After the unexpected passing of owner Ron Magnoni Jr. in February, the Bottomleys had a significant challenge ahead of them - how to keep the business they loved going into its 70th year.
Paul Bottomley was busy Thursday working in the kitchen the day before the opening of a “Barbie” / “The Flash” double feature Friday night, the first showings after a delayed start to the season. He has been in and around the drive-in since he was a teenager.
“He’s the Mr. Fix-It,” Shelley Bottomley said, perched on a stool behind the concession stand counter that has remained unchanged in decades, “and I take care of everything up here.”
The building housing the projector, bathrooms and concession stand remain the same as years ago. With a few exceptions, such as new cash registers that can take credit cards, and the digital projector, the drive-in still has window speakers and a double-feature that kicks off at dusk.
The legacy of Magnoni and the owner before him, Charles Dyas, can be seen in the old pictures and ticket stubs framed on the walls. The single screen drive-in opened in June of 1954 and was operated by the Dyas family until 1994, when it was bought by Magnoni.
“Chas and Ron were adamant the popcorn be made fresh every night,” said Shelley Bottomley, who spoke as if both of the late operators were still in the room.
The drive-in has been dark since last fall as the Bottomleys dealt with numerous legal and logistical issues with suppliers and movie distributors.
“Chas was very important to Paul,” said Shelley, her voice cracking to hold back tears, “and Ron was the best man at our wedding.”
“Ron was more than a friend, probably more than a sibling” she added, “if he called at midnight with a problem with the projector, there is no doubt Paul would go.”

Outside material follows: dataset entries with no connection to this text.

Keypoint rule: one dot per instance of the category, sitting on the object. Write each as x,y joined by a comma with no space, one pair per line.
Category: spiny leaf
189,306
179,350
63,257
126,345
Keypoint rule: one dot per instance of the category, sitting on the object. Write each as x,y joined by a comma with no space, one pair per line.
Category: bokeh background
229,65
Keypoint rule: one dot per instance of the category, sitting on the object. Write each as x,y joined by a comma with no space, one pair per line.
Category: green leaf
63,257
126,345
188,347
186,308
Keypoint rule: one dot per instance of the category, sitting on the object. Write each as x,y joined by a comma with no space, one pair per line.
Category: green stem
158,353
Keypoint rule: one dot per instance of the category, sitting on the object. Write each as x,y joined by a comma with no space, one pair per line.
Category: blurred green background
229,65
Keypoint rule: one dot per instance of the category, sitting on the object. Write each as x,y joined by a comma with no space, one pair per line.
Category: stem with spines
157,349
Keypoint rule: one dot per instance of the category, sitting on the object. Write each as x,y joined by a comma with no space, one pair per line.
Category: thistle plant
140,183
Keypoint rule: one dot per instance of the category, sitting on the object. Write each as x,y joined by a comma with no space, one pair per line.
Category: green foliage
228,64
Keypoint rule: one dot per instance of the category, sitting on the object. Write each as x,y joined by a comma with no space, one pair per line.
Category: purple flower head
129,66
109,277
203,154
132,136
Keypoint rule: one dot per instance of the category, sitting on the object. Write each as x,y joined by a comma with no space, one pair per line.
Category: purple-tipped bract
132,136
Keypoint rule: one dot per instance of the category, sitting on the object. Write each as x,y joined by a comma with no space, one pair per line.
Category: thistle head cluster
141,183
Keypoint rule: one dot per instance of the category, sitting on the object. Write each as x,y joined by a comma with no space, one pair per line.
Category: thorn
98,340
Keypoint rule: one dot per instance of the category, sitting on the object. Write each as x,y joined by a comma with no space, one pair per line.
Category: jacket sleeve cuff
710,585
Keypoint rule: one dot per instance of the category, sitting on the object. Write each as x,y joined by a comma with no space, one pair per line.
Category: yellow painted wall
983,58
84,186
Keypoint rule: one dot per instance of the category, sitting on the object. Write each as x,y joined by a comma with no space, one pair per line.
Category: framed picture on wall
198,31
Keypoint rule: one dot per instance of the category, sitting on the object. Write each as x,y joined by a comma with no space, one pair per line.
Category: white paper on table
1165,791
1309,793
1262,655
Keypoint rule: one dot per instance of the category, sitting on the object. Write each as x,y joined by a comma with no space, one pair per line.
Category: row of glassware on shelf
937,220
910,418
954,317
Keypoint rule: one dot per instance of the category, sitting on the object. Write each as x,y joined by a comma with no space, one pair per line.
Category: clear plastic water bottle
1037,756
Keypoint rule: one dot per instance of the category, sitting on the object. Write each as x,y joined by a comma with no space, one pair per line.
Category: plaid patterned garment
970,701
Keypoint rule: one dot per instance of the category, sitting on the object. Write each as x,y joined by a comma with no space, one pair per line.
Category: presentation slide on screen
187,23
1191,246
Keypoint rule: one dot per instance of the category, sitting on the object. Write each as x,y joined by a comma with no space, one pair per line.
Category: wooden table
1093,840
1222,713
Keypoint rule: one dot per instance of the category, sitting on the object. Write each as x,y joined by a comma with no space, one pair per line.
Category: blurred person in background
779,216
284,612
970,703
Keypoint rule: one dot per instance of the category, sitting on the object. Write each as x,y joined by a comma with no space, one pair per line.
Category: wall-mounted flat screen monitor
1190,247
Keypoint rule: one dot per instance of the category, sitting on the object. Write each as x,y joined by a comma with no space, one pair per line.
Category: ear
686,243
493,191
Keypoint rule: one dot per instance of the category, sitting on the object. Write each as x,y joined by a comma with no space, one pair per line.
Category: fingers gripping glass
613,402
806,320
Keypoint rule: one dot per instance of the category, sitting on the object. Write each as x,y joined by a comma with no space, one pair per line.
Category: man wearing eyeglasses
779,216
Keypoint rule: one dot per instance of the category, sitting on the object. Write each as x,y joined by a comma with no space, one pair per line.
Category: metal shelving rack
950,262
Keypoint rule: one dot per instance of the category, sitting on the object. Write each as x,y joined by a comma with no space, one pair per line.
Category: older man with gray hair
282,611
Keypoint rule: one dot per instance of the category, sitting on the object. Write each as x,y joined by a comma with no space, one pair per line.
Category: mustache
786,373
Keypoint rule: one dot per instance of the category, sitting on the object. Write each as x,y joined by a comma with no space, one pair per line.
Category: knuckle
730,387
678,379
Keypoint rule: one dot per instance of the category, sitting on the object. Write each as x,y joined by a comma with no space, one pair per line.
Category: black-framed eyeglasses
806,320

Paul takes great pride in the history of the place, with handwritten signs on an antique Montgomery Ward shortwave radio in the projection room that says “Do not touch,” affixed with cellophane tape to the handle.
“Last week someone pulled the antenna up on it and it bent a little,” he said. “That radio was the first thing Ron bought with the money he made from his paper route.”
The new digital projector, complete with an FM radio transmitter for sending audio to the patrons, sits next to an old retired reeled machine. Adjacent to that a cardboard box rests on the floor filled with old window speakers marked with another note, simply stating “bad.”
Paul tinkers with the speakers and wires on a small workbench, trying to stay ahead of the inevitable wear and tear of time and accidents.
“You can see where this one fell and the rivets snapped off,” he said, holding up a speaker with a new window hook installed. “Sometimes they just fall and bang the pole.”
The new business owners appear to have overcome all the major hurdles that kept the place dark this year, including launching a new website, 34DriveIn.com.
“We have room for 300 cars in theory” Paul said, “but at around 200 it does get crowded.”
The Route 34 Drive-In will be open every Friday, Saturday, Sunday through the end of October. Gates open at 7 p.m. and the first movie begins at dusk. “Barbie” and “The Flash” are scheduled Aug. 4-6 and Aug. 11-13.